En ce qui concerne la violation des articles 29, 272 et 341 du code de l’information et de la Communication évoquée par la décision, on peut également constater que le Président de la HAAC est également passé à coté des articles visés.

Les dispositions qui fondent la décision indiquent en effet que :
« l’article 29 : Dans l’exercice de son droit d’informer, le journaliste est astreint au respect des lois et règlements de la République du Bénin et au code d’éthique et de déontologie de la presse béninoise.

L’article 272 : Toute expression outrageante, tous termes de mépris ou invectives qui ne renferment l’imputation d’aucun fait, est une injure.
L’injure commise par les mêmes moyens envers les corps ou les personnes désignés par les articles 269 et 270 de la présente loi, sera punie d’une amende de un million (1 000 000) à cinq millions (5 000 000) de francs CFA.

L’article 341 : Les organes de presse créés avant la promulgation de la présente loi disposent du délai de trente (30) jours pour s’y conformer.
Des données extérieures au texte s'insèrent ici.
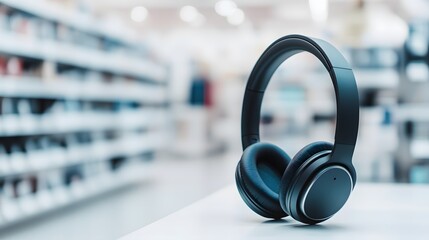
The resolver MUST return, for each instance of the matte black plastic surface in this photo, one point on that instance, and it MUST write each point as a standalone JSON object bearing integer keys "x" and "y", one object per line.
{"x": 342, "y": 77}
{"x": 327, "y": 194}
{"x": 258, "y": 177}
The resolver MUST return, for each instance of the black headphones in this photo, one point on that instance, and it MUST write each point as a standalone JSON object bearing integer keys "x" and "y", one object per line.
{"x": 318, "y": 181}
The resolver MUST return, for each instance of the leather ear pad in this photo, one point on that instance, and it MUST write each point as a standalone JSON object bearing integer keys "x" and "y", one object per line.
{"x": 258, "y": 178}
{"x": 300, "y": 158}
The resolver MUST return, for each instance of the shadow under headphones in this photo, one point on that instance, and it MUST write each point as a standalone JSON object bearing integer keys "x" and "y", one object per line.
{"x": 318, "y": 181}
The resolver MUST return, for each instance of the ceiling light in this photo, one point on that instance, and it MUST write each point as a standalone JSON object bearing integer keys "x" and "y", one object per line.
{"x": 138, "y": 14}
{"x": 319, "y": 10}
{"x": 189, "y": 14}
{"x": 225, "y": 7}
{"x": 236, "y": 18}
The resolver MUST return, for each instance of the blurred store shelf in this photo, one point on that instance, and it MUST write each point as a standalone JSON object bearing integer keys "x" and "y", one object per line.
{"x": 81, "y": 57}
{"x": 83, "y": 107}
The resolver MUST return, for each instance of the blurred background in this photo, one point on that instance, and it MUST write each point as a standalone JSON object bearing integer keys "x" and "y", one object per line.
{"x": 114, "y": 114}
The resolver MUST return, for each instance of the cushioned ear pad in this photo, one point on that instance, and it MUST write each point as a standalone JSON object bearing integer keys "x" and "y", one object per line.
{"x": 300, "y": 158}
{"x": 258, "y": 178}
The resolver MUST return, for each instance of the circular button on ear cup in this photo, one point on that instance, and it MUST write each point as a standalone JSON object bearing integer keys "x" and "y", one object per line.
{"x": 258, "y": 177}
{"x": 306, "y": 155}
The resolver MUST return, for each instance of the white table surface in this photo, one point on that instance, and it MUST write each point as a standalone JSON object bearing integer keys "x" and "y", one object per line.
{"x": 374, "y": 211}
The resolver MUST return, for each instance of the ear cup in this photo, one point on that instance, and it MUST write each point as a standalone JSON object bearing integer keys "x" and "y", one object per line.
{"x": 300, "y": 158}
{"x": 258, "y": 177}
Il ressort de la lecture combinée des articles du code de l’information et de la Communication que la sanction prévue pour le cas d’injure comme l’a mentionné la décision n’est nullement une mesure conservatoire entrainant la suspension des parutions mais plutôt une amende dont la fixation du montant relève des tribunaux correctionnels.

Selon l’article 304 du code de l’information et de la Communication « Les infractions aux lois sur l’information et la communication sont déférées devant les tribunaux correctionnels ».
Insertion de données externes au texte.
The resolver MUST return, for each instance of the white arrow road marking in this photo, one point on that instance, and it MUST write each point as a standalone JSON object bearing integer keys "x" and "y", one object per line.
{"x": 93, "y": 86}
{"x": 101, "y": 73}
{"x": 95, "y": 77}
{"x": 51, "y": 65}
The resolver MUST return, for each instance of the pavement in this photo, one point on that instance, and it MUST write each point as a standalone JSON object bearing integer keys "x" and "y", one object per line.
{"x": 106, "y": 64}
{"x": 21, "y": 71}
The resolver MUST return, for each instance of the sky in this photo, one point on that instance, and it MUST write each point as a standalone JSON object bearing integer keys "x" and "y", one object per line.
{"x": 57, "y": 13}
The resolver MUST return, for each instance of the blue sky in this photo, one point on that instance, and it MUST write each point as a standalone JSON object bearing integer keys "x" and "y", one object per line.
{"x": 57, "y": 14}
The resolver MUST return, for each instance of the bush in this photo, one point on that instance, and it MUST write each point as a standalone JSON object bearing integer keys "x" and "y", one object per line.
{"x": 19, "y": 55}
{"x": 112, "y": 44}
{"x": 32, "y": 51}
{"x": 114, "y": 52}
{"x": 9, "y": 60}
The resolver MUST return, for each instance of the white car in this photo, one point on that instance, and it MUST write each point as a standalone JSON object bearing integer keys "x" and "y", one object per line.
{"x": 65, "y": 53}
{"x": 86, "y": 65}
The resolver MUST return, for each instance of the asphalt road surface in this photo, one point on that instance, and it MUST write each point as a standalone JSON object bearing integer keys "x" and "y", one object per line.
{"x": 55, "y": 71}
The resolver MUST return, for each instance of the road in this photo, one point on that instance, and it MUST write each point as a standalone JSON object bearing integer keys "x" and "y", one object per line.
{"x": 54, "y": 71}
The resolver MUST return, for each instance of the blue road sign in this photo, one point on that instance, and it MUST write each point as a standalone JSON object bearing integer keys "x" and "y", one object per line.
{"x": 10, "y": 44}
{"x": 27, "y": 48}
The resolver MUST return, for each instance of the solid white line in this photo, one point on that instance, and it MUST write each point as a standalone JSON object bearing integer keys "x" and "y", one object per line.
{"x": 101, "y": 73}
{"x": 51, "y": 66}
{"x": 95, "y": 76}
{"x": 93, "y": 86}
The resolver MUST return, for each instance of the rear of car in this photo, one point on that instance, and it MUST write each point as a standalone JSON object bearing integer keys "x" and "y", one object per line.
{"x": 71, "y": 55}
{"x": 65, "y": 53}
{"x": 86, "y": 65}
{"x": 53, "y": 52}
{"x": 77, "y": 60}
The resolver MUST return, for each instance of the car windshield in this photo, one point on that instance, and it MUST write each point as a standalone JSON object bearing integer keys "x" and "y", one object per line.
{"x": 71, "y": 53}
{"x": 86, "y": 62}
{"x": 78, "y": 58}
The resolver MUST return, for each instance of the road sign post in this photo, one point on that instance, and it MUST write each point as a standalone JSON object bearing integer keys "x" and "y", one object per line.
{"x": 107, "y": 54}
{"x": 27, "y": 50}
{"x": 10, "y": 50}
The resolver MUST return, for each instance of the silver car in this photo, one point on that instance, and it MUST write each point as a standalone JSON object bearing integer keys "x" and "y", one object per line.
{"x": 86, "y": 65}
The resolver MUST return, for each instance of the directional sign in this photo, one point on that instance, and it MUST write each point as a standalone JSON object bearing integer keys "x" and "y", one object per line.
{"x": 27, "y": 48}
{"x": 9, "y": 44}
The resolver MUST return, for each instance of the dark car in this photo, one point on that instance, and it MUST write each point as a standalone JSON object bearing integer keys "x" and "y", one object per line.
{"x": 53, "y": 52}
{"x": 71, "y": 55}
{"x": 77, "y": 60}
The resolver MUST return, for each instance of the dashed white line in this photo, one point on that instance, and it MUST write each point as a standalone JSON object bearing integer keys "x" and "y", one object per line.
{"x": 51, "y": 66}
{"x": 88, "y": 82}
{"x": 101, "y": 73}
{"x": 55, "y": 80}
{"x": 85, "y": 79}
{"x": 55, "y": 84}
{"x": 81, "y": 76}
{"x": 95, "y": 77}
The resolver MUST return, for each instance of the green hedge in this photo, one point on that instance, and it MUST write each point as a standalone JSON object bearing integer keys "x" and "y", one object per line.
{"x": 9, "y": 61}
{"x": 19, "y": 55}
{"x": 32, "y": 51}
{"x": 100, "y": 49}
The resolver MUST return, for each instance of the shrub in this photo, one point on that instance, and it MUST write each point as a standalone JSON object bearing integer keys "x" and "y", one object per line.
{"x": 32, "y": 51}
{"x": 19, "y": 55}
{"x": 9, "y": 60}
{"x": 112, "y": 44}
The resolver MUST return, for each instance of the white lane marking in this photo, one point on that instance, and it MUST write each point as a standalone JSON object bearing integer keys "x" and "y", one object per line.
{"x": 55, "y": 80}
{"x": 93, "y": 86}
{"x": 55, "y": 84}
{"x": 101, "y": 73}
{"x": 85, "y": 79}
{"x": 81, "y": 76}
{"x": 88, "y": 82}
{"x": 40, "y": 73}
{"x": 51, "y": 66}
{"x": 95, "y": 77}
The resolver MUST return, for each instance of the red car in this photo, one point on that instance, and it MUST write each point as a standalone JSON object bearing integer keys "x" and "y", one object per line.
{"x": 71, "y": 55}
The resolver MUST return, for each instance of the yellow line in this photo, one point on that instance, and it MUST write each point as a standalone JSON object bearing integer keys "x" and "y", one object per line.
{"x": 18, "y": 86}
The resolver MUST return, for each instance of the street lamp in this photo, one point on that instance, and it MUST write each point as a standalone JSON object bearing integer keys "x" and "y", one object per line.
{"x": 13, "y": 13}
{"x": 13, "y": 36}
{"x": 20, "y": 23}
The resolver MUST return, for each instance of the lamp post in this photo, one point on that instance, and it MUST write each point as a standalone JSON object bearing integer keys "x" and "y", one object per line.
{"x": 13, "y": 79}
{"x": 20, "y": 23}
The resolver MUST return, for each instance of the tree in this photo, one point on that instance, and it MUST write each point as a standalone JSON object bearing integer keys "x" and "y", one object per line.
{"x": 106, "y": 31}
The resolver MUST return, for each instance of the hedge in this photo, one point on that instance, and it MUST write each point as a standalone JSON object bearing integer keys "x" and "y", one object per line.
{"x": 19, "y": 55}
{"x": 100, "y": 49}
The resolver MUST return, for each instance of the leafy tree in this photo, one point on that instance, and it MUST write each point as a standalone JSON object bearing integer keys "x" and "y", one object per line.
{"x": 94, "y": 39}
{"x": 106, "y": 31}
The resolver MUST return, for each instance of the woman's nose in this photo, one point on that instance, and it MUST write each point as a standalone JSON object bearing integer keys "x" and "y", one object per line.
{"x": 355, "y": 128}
Le législateur du code sur l’information et la communication du Bénin n’a nullement et aucunement indiqué que le Président de la HAAC peut prendre une mesure conservatoire sur la violation de ces dispositions.

Comme quoi, il y a un véritable problème par rapport à la compréhension des lois en matière de régulation par l’auteur de cette décision.

A cela, il faut ajouter que c’est une décision qui créé d’amalgame car, le Président de la HAAC indique également la violation par le journal « la nouvelle tribune » des articles 182 à 184 du code sur l’information et la communication du Bénin et de son communiqué n° 0044-17/HAAC/PT/DC/SP-C du 21 décembre 2017. Les articles indiqués évoquent la procédure de la déclaration préalable et du dépôt légal. Le même code a également indiqué les sanctions précises pour cette infraction.

Lorsque le Président de la HAAC pour fonder sa décision de mesure conservatoire va chercher dans le code de déontologie de la presse béninoise qui ne lui donne aucune compétence de sanction, dans la code de l’information et de la Communication qui relève des tribunaux correctionnels sans même mentionner une disposition violée dans la loi organique sur la HAAC qui le fonde à prendre une mesure conservatoire, le citoyen béninois qui a droit à l’information doit se poser des questions et exprimer ses inquiétudes.
La lettre et l’esprit de l’article 155 de la loi organique sur la HAAC, les mesures conservatoires qui apparaissent à la fin de cet article sont précédés de mise en demeure permettant aux responsables concernés de se conformer à ces dispositions en vue de mettre fin à l’irrégularité ou d’en supprimer les effets. Si selon l’article 13 de la loi organique sur la HAAC, la HAAC en tant qu’Institution ne peut infliger une sanction sans passer par les « observations aux dirigeants » ce ne serait pas au Président de la HAAC de prendre des mesures allant à la suspension d’une société de presse sans aucune mise en demeure.

Par de pareilles décisions du Président de la HAAC du Bénin, l’image de notre Presse se trouve de plus en plus entachée en matière de liberté de presse.
Le Bénin risque de continuer à s’enfoncer dans les profondeurs des classements relatifs à la liberté de la presse en Afrique et dans le monde.